When curriculum planning is outsourced to AI, I worry educators will feel like their roles are reduced to solely being implementers rather than designers and engineers of learning experiences. The ability to exercise professional judgment for the benefit of children—to make informed decisions based on deep knowledge of child development and the specific needs of a classroom that only the educators present in that room with those children are privy to—is compromised when an algorithm becomes the primary driver of instructional content.
For administrators and program leaders, this shift has serious implications. It may streamline operations on the surface, but does that efficiency come at the detriment of teachers’ opportunities to engage in the kind of thoughtful planning that not only ensures individualized instruction for each child but also deepens their professional practice? Over time, I see a world where this significantly erodes both the quality of instruction and the professional growth of staff.
Undermining Teacher Expertise
Early childhood educators are more than caretakers—they are skilled professionals trained to support young children’s holistic development. They understand how to scaffold language, spark inquiry through play, foster emotional regulation, and nurture peer relationships. These are not skills that can be easily coded into a digital program. When AI-generated curricula and content replace human-centered planning, it sends a message that anyone—or anything—can do this work, devaluing the knowledge base and skill set educators bring to the classroom.

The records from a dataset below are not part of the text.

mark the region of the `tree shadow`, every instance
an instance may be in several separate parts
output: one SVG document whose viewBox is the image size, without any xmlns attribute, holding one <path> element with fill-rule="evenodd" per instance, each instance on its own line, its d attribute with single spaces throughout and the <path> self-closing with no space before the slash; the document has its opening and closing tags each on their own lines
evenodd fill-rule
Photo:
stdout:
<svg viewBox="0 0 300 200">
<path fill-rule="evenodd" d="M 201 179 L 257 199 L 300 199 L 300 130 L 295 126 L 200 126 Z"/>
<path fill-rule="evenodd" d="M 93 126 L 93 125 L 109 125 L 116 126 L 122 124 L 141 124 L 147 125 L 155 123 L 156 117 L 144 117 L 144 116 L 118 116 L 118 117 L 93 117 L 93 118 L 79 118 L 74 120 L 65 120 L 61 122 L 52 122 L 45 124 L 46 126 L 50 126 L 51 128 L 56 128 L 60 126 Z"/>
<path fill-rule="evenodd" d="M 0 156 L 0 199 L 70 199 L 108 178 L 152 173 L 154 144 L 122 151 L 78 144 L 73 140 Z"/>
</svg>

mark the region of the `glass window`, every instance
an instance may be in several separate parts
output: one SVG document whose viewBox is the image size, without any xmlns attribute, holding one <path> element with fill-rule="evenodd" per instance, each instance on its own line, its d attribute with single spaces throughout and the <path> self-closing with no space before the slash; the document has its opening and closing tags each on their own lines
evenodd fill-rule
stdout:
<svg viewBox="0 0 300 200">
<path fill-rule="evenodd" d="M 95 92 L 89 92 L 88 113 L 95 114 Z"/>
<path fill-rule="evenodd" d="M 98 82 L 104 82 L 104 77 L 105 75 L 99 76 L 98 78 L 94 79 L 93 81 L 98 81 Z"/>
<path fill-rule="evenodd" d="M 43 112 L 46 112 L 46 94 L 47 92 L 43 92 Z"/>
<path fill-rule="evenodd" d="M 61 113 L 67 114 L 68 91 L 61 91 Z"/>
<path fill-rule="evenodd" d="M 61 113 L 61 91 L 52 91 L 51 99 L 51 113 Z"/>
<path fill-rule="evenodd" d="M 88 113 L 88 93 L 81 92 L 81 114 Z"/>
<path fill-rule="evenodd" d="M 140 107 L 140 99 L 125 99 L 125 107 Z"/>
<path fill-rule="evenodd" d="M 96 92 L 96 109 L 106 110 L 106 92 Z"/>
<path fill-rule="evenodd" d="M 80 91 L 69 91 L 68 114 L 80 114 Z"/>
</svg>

This perception is especially dangerous in a field where public understanding of early childhood education as a profession is already limited. It risks reinforcing misconceptions that early childhood teaching is low-skill work, rather than the high-stakes, relationship-based, intellectually demanding profession that it truly is.
The Impact on Morale and Retention
Perhaps the most immediate consequence of this devaluation is its effect on teacher morale. Feeling sidelined, replaceable, or disconnected from the heart of their work can leave educators feeling disengaged and disrespected. In a field already facing persistent challenges with compensation and turnover, how does removing opportunities for professional agency and creativity not further contribute to burnout and attrition?
For program administrators and center owners, this is not just a philosophical concern—it’s a very tangible one. Retaining skilled, passionate educators is essential to maintaining quality and continuity for children and their families. Supporting teachers’ autonomy and valuing their expertise must remain a priority in any effort to integrate new tools or technologies. We recently saw firsthand the positive impacts on retention when teachers felt respected and supported through access to an integrated ecosystem of resources that put them in the driver’s seat.
Moving Forward With Intention
Technology can be a helpful partner in early education, but only when used to enhance, not replace, the professional voice of the teacher. As we navigate the rise of AI in our field, we must ask, “Are we leveraging innovation in ways that strengthen the workforce, or are we inadvertently contributing to its erosion?”
As we approach instructional design for educators, we are always reflecting on how technology can work for the teacher, not the other way around. Overwhelmingly positive feedback on our use of QR codes to bring daily microlearning videos to teachers right when they need them and the significant rise in teachers joining and completing our virtual 8-week Teacher Acceleration Program are clear signs that teachers aren’t averse to technology—they just crave tools that help them strengthen, their practice not replace it.
The role of the early childhood educator is irreplaceable. Let’s ensure our choices reflect that.